Le tribunal central de Séoul a condamné vendredi 12 juin l’ancien président sud-coréen Yoon Suk Yeol à trente ans de prison. Il était poursuivi pour avoir ordonné l’envoi de drones militaires au-dessus de Pyongyang en octobre 2024, une opération destinée, selon l’accusation, à créer un prétexte à sa tentative avortée de loi martiale.
Un verdict pour abus de pouvoir et aide à l’ennemi
Yoon Suk Yeol, 65 ans, a été reconnu coupable d’abus de pouvoir et d’aide à l’ennemi par le tribunal central de Séoul. Les procureurs spéciaux avaient requis une peine lourde, estimant que l’ancien chef de l’État avait « fabriqué des conditions de guerre » en ordonnant l’incursion de drones dans l’espace aérien nord-coréen.

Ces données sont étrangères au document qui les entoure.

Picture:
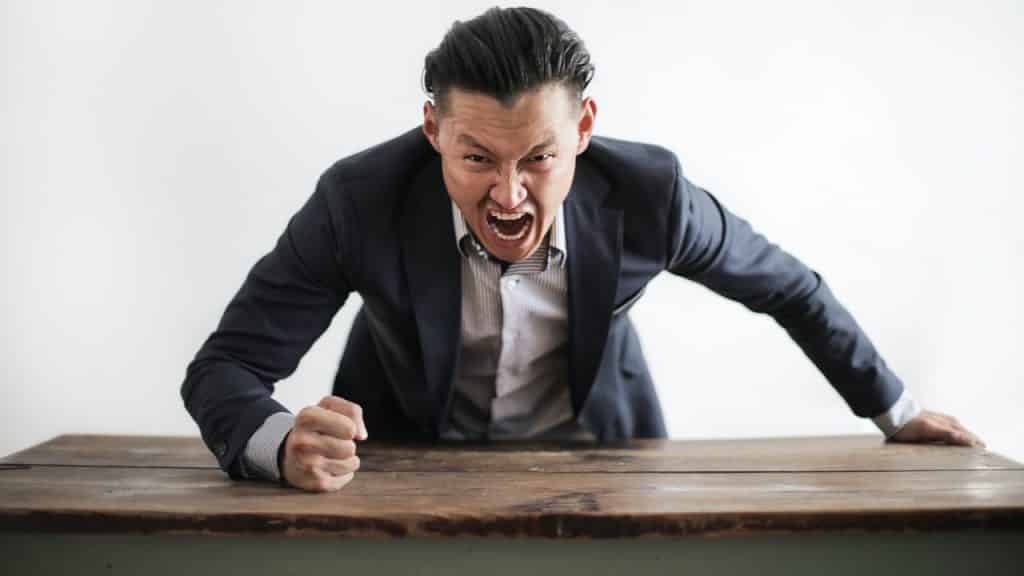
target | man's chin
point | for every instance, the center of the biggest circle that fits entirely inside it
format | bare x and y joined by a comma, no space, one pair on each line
512,251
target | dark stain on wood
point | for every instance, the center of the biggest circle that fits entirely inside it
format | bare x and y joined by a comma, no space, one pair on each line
572,501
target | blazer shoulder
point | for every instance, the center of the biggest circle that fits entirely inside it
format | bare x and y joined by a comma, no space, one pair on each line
641,176
389,165
638,168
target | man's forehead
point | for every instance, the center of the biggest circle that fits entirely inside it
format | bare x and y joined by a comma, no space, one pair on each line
546,138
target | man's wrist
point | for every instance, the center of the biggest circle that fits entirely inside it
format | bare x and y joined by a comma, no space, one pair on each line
901,412
281,460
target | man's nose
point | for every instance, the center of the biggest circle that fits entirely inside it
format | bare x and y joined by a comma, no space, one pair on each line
508,192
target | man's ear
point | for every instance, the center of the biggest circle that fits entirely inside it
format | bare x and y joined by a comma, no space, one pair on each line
431,124
588,114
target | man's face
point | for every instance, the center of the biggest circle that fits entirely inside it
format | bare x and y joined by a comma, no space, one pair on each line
509,167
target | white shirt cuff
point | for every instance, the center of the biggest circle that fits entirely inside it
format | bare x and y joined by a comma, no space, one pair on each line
904,410
260,457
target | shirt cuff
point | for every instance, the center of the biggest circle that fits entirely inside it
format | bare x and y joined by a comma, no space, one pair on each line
260,456
904,410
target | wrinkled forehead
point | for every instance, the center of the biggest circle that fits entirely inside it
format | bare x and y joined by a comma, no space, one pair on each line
541,118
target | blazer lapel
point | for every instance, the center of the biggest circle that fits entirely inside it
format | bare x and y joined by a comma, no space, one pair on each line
594,235
431,262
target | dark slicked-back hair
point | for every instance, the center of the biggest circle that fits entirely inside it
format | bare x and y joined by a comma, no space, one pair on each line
505,52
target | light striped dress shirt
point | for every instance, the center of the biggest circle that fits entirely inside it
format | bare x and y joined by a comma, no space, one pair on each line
512,377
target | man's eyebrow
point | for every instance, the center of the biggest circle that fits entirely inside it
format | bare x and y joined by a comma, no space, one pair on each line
547,141
470,140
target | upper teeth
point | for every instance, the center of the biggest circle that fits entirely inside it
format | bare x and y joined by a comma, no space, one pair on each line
502,216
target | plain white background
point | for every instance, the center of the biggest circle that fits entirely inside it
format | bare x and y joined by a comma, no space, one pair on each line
154,151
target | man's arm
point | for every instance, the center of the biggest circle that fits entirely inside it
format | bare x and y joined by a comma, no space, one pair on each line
713,247
286,302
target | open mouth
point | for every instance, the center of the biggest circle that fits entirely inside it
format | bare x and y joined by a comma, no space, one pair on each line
509,227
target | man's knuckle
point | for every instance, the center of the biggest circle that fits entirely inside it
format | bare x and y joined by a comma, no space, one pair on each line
346,448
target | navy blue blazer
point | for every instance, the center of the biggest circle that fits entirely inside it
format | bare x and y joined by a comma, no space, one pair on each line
379,223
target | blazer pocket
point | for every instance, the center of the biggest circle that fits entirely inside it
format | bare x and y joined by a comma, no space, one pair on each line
629,302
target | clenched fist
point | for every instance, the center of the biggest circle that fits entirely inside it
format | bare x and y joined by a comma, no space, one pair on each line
320,451
936,426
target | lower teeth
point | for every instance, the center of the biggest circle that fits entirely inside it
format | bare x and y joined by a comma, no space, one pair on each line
524,227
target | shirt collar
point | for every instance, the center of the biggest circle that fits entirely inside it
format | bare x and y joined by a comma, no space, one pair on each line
467,243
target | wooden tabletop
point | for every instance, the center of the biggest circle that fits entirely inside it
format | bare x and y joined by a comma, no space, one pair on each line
123,484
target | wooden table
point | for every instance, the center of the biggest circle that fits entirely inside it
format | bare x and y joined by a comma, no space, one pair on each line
805,505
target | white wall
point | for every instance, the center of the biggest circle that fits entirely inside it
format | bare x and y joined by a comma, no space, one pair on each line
154,151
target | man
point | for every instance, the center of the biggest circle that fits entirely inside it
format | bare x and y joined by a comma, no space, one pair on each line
498,249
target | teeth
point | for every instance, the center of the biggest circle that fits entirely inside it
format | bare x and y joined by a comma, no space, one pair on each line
501,216
507,237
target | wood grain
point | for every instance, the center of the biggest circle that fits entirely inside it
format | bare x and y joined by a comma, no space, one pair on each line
844,453
646,488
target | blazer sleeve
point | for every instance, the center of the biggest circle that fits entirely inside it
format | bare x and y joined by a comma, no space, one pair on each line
714,247
287,300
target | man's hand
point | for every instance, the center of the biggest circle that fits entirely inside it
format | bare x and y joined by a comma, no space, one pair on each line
320,452
933,426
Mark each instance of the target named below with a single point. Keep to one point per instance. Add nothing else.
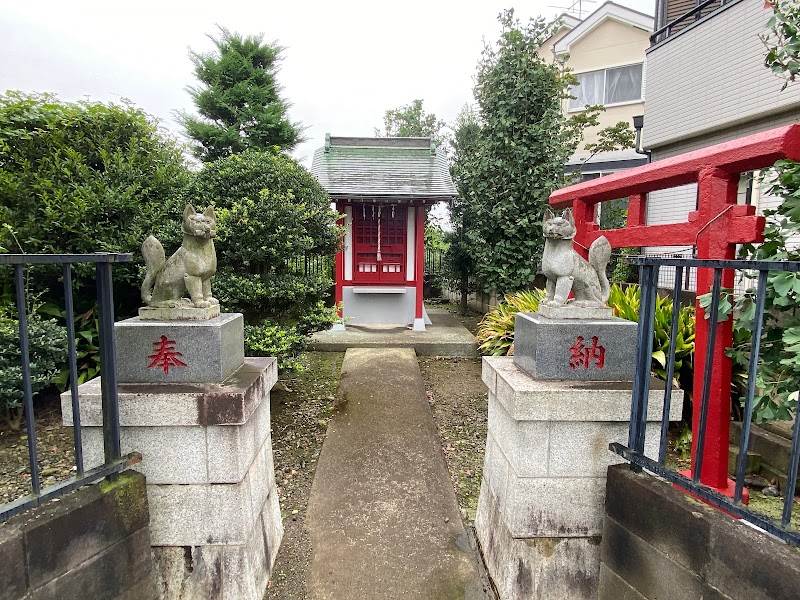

En octobre 2024, Pyongyang avait accusé Séoul d’avoir fait voler des drones à trois reprises au-dessus de son territoire pour y larguer des tracts de propagande. Le ministre de la Défense de l’époque, Kim Yong-hyun, avait opposé un déni vague, déclarant ne pouvoir « ni confirmer ni infirmer » les faits. Les tensions étaient montées en flèche sans déboucher sur un affrontement militaire.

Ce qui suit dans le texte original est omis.